Most listings on Facebook groups advertising for jobs currently fall around the $3,000-5,000 per week range, still significantly higher than before the pandemic, when travel nurses typically earned around 15 per cent more than those on staff per year.

Contracts typically last three to four months, during which time travel nurses can make as much as they did in a full year before the pandemic, although some hospitals are now ‘testing the water with four-to-six week contracts’ as the current hospitalization spike is forecast to taper, said Press.

But hospital systems have accused recruitment agencies of exploiting the pandemic, with industry group American Hospital Association in February 2021 calling on the Federal Trade Commission to investigate.

‘It shouldn’t be permitted during a pandemic, just like we don’t permit building companies to triple the price of lumber after a hurricane,’ John Galley, chief human resource officer at the University of Pittsburgh Medical Center, told trade magazine Becker’s Hospital Review recently.
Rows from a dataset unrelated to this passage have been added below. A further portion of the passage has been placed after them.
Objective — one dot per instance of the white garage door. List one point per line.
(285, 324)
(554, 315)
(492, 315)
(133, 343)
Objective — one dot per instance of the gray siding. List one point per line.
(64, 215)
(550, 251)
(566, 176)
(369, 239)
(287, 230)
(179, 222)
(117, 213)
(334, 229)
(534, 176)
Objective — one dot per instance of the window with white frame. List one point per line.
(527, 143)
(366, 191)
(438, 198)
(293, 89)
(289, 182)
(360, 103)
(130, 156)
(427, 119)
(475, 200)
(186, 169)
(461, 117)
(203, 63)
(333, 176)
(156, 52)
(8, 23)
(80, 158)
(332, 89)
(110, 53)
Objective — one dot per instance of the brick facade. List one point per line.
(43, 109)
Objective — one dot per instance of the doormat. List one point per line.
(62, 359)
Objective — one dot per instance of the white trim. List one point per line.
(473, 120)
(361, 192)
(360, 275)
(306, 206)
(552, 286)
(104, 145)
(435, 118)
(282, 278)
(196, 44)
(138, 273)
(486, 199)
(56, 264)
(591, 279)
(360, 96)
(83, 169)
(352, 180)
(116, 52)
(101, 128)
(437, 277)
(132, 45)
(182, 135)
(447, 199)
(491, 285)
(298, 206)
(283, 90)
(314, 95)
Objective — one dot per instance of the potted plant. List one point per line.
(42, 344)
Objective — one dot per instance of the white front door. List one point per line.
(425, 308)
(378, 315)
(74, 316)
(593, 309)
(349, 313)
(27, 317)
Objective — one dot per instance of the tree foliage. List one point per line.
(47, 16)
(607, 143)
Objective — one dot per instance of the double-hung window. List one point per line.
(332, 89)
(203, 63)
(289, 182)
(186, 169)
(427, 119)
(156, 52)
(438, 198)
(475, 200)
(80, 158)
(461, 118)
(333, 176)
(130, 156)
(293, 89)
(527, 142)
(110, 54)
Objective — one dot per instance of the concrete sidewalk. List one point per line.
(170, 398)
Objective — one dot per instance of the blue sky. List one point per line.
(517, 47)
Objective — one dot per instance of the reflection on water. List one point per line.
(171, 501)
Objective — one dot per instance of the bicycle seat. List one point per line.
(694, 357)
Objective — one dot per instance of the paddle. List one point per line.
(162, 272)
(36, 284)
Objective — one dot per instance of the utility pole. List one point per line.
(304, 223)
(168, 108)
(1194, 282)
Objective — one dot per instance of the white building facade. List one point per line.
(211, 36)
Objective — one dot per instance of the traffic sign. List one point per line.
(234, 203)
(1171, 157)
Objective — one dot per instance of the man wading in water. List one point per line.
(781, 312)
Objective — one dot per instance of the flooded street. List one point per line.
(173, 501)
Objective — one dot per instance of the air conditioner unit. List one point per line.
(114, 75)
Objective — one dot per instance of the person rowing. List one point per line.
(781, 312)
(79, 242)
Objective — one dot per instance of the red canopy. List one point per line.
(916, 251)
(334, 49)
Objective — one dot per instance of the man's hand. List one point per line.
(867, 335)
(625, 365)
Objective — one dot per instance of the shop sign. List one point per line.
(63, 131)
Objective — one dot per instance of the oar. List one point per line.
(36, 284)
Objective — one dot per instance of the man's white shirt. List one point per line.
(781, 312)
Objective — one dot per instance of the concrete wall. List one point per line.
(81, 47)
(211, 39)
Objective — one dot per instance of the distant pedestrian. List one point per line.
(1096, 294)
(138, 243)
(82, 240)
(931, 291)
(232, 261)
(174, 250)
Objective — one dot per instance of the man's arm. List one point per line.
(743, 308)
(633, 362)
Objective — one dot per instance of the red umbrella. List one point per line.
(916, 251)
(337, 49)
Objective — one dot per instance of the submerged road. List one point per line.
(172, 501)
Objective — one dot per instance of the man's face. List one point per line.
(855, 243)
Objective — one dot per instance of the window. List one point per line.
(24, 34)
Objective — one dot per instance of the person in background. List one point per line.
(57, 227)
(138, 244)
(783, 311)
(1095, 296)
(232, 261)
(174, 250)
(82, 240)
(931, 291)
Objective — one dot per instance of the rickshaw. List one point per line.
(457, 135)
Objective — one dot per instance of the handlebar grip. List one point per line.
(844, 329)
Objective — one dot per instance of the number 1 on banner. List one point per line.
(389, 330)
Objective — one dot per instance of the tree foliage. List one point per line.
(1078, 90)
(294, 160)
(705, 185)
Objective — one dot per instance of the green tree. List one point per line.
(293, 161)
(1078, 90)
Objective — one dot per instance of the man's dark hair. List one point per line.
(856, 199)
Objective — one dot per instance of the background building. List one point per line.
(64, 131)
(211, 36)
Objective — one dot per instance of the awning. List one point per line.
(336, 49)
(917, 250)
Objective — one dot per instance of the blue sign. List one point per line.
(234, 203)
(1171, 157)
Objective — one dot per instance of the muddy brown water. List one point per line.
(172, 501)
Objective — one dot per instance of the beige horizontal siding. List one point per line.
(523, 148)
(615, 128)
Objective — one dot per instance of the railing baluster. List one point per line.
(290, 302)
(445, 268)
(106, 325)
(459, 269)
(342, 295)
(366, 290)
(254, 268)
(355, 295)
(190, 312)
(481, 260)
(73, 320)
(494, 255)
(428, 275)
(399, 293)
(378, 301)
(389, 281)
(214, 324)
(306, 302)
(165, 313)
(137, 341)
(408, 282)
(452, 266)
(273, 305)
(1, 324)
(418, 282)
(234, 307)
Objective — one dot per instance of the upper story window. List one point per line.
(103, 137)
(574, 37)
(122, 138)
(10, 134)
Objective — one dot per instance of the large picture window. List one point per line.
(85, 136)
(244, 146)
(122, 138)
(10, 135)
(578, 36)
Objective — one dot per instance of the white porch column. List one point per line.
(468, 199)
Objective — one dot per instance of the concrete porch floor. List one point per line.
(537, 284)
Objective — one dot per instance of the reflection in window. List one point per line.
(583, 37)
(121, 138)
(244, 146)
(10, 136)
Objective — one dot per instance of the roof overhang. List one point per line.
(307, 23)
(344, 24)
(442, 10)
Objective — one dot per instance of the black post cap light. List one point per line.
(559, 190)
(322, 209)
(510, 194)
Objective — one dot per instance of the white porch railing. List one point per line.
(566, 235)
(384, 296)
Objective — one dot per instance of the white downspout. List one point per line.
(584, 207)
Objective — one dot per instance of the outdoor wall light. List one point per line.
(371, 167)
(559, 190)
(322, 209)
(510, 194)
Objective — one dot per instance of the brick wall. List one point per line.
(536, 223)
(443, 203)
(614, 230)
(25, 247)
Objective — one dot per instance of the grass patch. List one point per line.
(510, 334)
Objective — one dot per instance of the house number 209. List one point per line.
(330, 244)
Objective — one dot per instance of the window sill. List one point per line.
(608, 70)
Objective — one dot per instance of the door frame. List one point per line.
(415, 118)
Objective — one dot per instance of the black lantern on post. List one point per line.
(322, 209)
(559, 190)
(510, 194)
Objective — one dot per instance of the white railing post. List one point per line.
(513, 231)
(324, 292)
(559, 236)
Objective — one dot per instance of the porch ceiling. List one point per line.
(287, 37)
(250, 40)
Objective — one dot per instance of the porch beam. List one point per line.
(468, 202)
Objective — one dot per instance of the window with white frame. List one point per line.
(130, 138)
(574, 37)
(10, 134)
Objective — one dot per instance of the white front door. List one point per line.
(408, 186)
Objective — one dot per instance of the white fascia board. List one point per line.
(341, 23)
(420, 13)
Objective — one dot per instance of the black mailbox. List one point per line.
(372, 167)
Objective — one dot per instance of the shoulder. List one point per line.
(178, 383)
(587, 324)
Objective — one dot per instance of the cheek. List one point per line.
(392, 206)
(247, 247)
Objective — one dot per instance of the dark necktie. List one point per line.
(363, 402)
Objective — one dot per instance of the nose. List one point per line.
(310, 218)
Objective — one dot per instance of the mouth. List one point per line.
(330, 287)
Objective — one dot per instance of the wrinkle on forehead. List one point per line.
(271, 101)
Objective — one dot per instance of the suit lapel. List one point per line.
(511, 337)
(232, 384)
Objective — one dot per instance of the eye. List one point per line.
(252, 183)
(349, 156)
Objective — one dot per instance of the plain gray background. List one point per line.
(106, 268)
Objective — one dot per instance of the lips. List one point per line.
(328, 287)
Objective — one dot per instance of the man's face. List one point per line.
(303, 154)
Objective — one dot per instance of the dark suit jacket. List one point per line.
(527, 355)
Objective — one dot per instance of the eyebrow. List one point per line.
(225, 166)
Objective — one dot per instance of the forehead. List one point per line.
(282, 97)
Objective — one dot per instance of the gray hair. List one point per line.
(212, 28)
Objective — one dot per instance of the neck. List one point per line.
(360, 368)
But according to Edward Smith, executive director of the DC Nurses Association, the nursing crisis existed well before the pandemic. 

One of the underlying reasons was low nurse-to-patient ratios driving nurses to burnout, caused by the greed of hospitals themselves.

‘It’s not that there’s not a shortage of available nurses — there’s really a shortage of available nurses that will continue to put their license in jeopardy, their lives in jeopardy, and the patient’s care in jeopardy,’ he told AFP.

Hospital groups have lobbied furiously against state level bills that would legislate against low staffing to patient ratios — spending $25 million in Massachusetts in 2019 to defeat such an effort.

The current windfalls for travel nurses do come with certain pitfalls, said Colin Bosak, who advises temporary medical staff for the firm 1847Financial.

Most temporary staffing companies don’t offer benefits like retirement plans — or, ironically, health insurance.